La position dangereuse de l'OMS contre la cigarette électronique

Malgré les nombreuses études scientifiques en faveur de la cigarette électronique, l'Organisation mondiale de la santé (OMS) persiste à condamner son usage, allant même jusqu'à prôner son interdiction pure et simple.

Commercialisée en Europe depuis 2006, la cigarette électronique a fait l'objet de multiples tests pour répondre au scepticisme sur son éventuelle nocivité. Aujourd'hui, avec près de 10 années de recul sur le phénomène, l'opinion scientifique est unanime sur la question : l'e-cigarette, comme les autres produits du tabac sans combustion, présente considérablement moins d'effets négatifs sur le long terme que la cigarette traditionnelle. Ces derniers « n'excèdent vraisemblablement pas 5 % de ceux provoqués par la fumée du tabac », ont conclu les experts du Collège royal des physiciens (RCP) de Londres dans leur rapport intitulé « La nicotine sans la fumée : réduction des méfaits du tabac », publié en avril 2016. Déjà en août 2015, l'établissement de santé publique d'Angleterre (Public Health England) avait constaté un avantage dans les mêmes proportions, statuant que les cigarettes électroniques étaient 95 % moins nocives que le tabac.

Quasiment inoffensive pour la santé, l'e-cigarette constitue surtout un substitut efficace contre le tabac, qui tue chaque année près de 78 000 personnes en France. Grâce à elle, plus de 6 millions de personnes en Europe auraient cessé de fumer des cigarettes traditionnelles en 2014, dont 400 000 en France et plus d'1,1 million au Royaume-Uni, d'après une étude réalisée par la Commission européenne et publiée en juin 2016 par le magazine britannique Addiction.

Dans le même temps, 9 millions d'Européens auraient diminué leur consommation de tabac, dont plus d'un tiers grâce à la cigarette électronique. Son intérêt dans la lutte anti-tabac est donc prouvé, d'autant qu'elle ne constitue pas une passerelle vers le tabagisme, plus de 99 % des vapoteurs étant déjà fumeurs au préalable. « Les preuves démontrent de manière constante que les cigarettes électroniques sont un autre outil pour arrêter de fumer », estime Ann McNeill, professeur au King's College de Londres, qui a participé à l'étude du Public Health England. « Ma lecture des preuves est que les fumeurs qui se tournent vers le vapotage éliminent presque tous les risques que le tabagisme présente pour leur santé », concourt Peter Hajek, professeur à la Queen Mary University de Londres.

Répression plutôt que prévention : l’OMS choisit la facilité au détriment de l’efficacité

En dépit de l'avis unanime de la communauté scientifique sur la question, un organisme de référence s'entête à combattre la cigarette électronique : l'OMS, dont la directrice générale, Margaret Chan, est la plus farouche opposante. En mars 2015, cette dernière a ainsi déclaré lors de la conférence mondiale sur le tabac et la santé à Abu Dabi que « tous les gouvernements devaient interdire les e-cigarettes ou tout appareil de libération électronique de nicotine ».
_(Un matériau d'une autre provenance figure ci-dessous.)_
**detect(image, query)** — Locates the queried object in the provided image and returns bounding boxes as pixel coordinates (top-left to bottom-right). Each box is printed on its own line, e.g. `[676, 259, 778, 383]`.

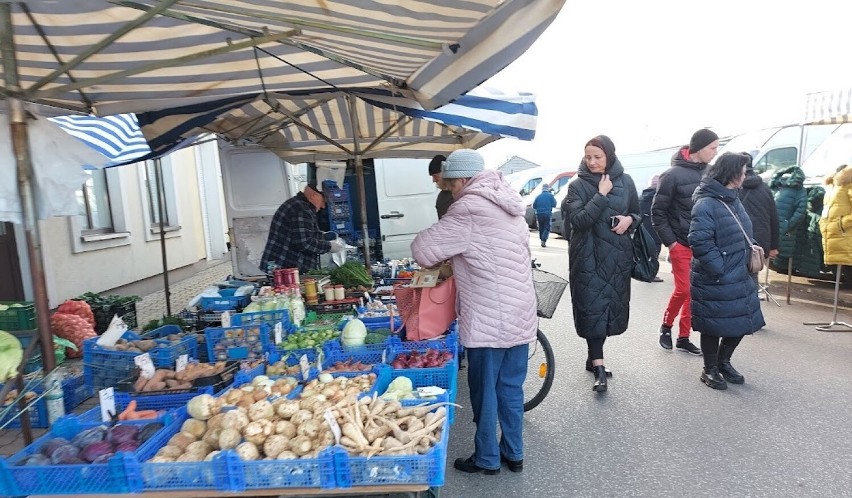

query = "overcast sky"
[481, 0, 852, 168]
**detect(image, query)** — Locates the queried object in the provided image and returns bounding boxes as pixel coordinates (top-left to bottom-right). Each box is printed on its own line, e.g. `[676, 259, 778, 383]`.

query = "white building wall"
[36, 148, 210, 307]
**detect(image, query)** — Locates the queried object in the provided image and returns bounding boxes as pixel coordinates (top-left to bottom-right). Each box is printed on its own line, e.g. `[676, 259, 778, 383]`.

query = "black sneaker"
[677, 337, 701, 356]
[660, 325, 672, 349]
[500, 453, 524, 472]
[453, 455, 500, 476]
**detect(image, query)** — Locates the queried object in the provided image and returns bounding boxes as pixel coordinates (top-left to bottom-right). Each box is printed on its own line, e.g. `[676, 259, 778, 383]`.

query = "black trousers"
[586, 337, 606, 360]
[701, 333, 743, 367]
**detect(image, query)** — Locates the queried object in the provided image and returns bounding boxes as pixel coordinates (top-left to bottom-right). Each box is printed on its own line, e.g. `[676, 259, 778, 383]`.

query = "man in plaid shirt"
[260, 185, 345, 273]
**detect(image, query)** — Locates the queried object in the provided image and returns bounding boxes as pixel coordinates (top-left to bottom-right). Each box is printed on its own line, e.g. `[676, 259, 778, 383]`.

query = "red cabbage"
[92, 453, 115, 463]
[107, 425, 139, 444]
[80, 441, 113, 462]
[18, 453, 52, 467]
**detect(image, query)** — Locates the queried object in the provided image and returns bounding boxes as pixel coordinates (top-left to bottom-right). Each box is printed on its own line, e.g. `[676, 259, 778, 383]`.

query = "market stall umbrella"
[0, 0, 564, 116]
[132, 87, 537, 264]
[0, 0, 564, 378]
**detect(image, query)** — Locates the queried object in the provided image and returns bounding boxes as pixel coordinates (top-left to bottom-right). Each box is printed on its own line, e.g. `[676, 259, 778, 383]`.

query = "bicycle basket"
[533, 268, 568, 318]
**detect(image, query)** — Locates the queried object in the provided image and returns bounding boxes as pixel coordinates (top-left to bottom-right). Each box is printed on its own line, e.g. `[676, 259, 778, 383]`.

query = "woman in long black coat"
[566, 135, 641, 392]
[687, 153, 765, 389]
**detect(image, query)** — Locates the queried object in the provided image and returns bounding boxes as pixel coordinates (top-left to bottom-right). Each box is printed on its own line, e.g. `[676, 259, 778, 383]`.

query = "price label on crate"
[133, 353, 156, 379]
[299, 354, 311, 380]
[323, 408, 340, 444]
[98, 387, 116, 422]
[275, 322, 284, 344]
[175, 354, 189, 372]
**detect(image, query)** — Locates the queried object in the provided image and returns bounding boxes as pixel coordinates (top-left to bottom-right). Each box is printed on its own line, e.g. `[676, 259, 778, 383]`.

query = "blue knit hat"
[441, 149, 485, 179]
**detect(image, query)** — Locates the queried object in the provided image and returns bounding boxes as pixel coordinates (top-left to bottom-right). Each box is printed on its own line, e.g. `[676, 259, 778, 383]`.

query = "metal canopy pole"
[154, 157, 172, 316]
[0, 3, 56, 372]
[347, 95, 370, 268]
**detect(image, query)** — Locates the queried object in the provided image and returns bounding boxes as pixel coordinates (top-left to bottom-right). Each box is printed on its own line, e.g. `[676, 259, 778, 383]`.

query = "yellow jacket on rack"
[819, 166, 852, 265]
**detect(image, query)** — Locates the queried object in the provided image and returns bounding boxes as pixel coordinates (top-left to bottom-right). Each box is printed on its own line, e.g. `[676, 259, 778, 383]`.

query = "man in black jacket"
[429, 154, 453, 220]
[739, 152, 779, 289]
[651, 128, 719, 355]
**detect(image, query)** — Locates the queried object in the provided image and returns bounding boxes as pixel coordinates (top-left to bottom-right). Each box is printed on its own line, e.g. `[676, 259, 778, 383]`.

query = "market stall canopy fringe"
[0, 0, 564, 116]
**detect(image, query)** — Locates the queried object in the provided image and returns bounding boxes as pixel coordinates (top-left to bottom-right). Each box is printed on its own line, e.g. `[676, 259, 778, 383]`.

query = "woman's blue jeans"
[465, 344, 529, 469]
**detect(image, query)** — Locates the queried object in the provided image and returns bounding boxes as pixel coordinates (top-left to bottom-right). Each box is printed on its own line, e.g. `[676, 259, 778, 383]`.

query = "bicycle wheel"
[524, 330, 556, 412]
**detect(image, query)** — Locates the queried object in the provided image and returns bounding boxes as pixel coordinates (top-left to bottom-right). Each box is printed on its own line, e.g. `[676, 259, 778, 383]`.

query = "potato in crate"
[334, 397, 449, 488]
[204, 323, 272, 361]
[83, 325, 198, 389]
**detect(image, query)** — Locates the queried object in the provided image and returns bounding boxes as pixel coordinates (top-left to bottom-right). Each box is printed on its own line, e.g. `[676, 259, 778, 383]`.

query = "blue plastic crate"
[198, 289, 251, 311]
[204, 323, 272, 361]
[204, 323, 272, 361]
[334, 412, 450, 488]
[77, 386, 213, 424]
[0, 416, 172, 496]
[235, 448, 337, 491]
[376, 362, 458, 423]
[125, 409, 231, 491]
[323, 338, 392, 366]
[0, 374, 92, 429]
[231, 309, 295, 329]
[83, 325, 198, 390]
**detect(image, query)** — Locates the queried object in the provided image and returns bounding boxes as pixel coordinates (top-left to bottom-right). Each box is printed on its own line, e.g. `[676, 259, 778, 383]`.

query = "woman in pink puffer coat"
[411, 149, 538, 474]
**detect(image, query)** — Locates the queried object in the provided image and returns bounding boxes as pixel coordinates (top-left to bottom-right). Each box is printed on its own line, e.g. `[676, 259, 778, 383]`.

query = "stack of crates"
[322, 181, 355, 242]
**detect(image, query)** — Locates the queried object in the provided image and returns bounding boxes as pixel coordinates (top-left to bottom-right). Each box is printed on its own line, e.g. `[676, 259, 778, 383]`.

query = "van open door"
[373, 159, 438, 259]
[219, 144, 298, 279]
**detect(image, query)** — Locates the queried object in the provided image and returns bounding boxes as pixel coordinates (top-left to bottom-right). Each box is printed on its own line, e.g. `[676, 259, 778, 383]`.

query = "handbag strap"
[716, 199, 754, 246]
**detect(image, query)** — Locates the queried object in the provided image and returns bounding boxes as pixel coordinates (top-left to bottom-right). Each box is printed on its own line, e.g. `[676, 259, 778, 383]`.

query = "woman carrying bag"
[688, 153, 765, 389]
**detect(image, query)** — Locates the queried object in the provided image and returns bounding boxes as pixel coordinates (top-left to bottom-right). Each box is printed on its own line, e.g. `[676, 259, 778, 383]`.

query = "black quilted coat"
[651, 146, 707, 247]
[566, 160, 640, 339]
[689, 177, 765, 337]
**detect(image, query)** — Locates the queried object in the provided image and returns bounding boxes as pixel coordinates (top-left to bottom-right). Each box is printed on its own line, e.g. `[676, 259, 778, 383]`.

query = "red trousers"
[663, 242, 692, 337]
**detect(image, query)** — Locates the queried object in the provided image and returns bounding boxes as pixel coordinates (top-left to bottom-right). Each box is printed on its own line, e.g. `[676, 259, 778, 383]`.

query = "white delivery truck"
[219, 144, 438, 279]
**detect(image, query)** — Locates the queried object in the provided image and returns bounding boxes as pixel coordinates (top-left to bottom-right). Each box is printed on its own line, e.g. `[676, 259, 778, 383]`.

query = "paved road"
[441, 234, 852, 497]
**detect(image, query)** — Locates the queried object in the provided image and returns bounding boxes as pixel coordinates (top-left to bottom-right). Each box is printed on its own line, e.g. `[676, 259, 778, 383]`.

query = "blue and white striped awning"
[138, 88, 538, 163]
[5, 0, 564, 116]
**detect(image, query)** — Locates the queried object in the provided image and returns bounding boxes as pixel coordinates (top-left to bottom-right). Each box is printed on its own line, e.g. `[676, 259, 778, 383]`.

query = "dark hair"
[704, 152, 751, 185]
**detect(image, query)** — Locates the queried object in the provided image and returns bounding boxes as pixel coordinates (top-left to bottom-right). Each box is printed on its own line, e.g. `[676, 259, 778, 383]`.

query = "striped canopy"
[804, 88, 852, 124]
[0, 0, 564, 116]
[138, 87, 537, 163]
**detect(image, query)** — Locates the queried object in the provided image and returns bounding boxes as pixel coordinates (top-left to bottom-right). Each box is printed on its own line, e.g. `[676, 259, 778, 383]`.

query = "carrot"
[118, 399, 136, 420]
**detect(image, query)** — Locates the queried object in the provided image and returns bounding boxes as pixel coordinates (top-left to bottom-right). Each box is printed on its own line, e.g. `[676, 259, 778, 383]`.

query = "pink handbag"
[393, 277, 456, 341]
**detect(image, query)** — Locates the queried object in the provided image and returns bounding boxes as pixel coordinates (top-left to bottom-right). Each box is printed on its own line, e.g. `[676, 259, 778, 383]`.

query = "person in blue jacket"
[533, 185, 556, 247]
[687, 152, 765, 389]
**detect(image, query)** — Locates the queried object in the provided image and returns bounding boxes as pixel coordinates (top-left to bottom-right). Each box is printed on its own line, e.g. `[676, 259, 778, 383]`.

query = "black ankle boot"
[719, 344, 745, 384]
[586, 358, 612, 377]
[701, 367, 728, 391]
[592, 365, 606, 393]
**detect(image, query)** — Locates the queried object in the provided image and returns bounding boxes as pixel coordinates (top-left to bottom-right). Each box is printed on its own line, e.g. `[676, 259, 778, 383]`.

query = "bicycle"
[524, 260, 568, 412]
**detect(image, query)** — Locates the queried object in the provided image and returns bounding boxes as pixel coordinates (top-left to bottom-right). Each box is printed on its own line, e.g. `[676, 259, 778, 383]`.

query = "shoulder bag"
[631, 221, 660, 282]
[393, 276, 456, 341]
[717, 199, 766, 273]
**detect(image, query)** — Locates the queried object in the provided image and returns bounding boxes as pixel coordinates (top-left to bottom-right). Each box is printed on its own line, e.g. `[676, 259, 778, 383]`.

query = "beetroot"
[50, 443, 80, 464]
[92, 453, 115, 463]
[41, 437, 70, 458]
[115, 441, 139, 453]
[80, 441, 113, 462]
[71, 425, 107, 449]
[107, 425, 139, 444]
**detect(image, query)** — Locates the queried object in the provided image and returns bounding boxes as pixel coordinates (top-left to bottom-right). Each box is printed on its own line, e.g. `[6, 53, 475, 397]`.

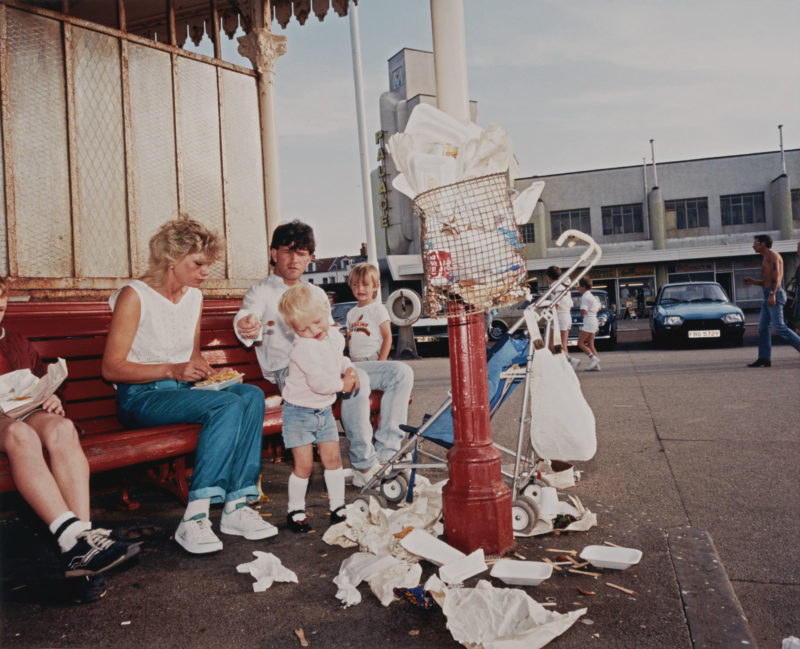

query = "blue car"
[650, 282, 744, 347]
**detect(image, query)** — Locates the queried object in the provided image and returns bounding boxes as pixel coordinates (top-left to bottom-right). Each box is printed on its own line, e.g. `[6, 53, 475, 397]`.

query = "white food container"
[581, 545, 642, 570]
[489, 559, 553, 586]
[400, 530, 466, 566]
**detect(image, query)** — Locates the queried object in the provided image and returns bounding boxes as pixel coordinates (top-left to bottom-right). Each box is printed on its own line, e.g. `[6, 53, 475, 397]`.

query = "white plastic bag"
[530, 340, 597, 462]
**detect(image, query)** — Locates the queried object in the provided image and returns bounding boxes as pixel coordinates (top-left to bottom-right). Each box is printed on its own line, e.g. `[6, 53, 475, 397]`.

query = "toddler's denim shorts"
[282, 401, 339, 448]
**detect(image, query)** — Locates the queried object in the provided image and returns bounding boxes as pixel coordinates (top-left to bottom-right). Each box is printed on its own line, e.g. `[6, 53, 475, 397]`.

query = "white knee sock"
[49, 510, 92, 552]
[324, 467, 344, 512]
[289, 471, 308, 515]
[183, 498, 211, 521]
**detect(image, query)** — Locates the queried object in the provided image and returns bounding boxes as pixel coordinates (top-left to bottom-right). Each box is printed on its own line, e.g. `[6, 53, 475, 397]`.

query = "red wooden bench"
[0, 300, 382, 507]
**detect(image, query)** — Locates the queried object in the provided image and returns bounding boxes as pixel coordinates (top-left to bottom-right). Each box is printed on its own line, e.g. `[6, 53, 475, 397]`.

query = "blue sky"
[208, 0, 800, 257]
Pour le moins choquante, son invective résume la position de l'OMS, connue pour être particulièrement réfractaire aux pratiques novatrices. Fondé en 1948 sous l'égide de l'ONU, l'organisme aux 194 pays-membres n'a consacré qu'une seule page à la cigarette électronique dans son rapport de 200 pages sur le tabac, paru en 2015. Si les effets positifs des produits du tabac sans combustion n'y sont évoqués à aucun endroit, l'OMS recommande en revanche à leur égard une réglementation ‒ voire une interdiction ‒ au même titre que les cigarettes traditionnelles.

Davantage favorable aux mesures répressives, l'organisme basé à Genève semble ignorer aveuglément l'utilité de la cigarette électronique dans la prévention contre le tabagisme. Un tel déni n'est pas sans conséquence : il risque de provoquer un effet pervers sur le comportement des fumeurs, incités à maintenir leur consommation de cigarettes traditionnelles plutôt que d'adopter une méthode alternative.

Très critiquée pour son conservatisme, l'OMS connaît décidément des mois agités. Rappelons que l’an dernier, un rapport d'enquête de l’ONU a révélé une augmentation de 66 % des demandes d'investigation concernant des actions suspectes en interne, ainsi qu'une hausse de 166 % des cas de fraudes en 2015. À quelques mois de l'élection du prochain directeur général en mai 2017, Margaret Chan doit donc impérativement corriger le tir pour espérer dissiper le manque de transparence autour de son organisation, qui gère chaque année plus de 2,5 milliards de dollars. Et retirer les œillères d'une femme qui peine à vivre avec son époque.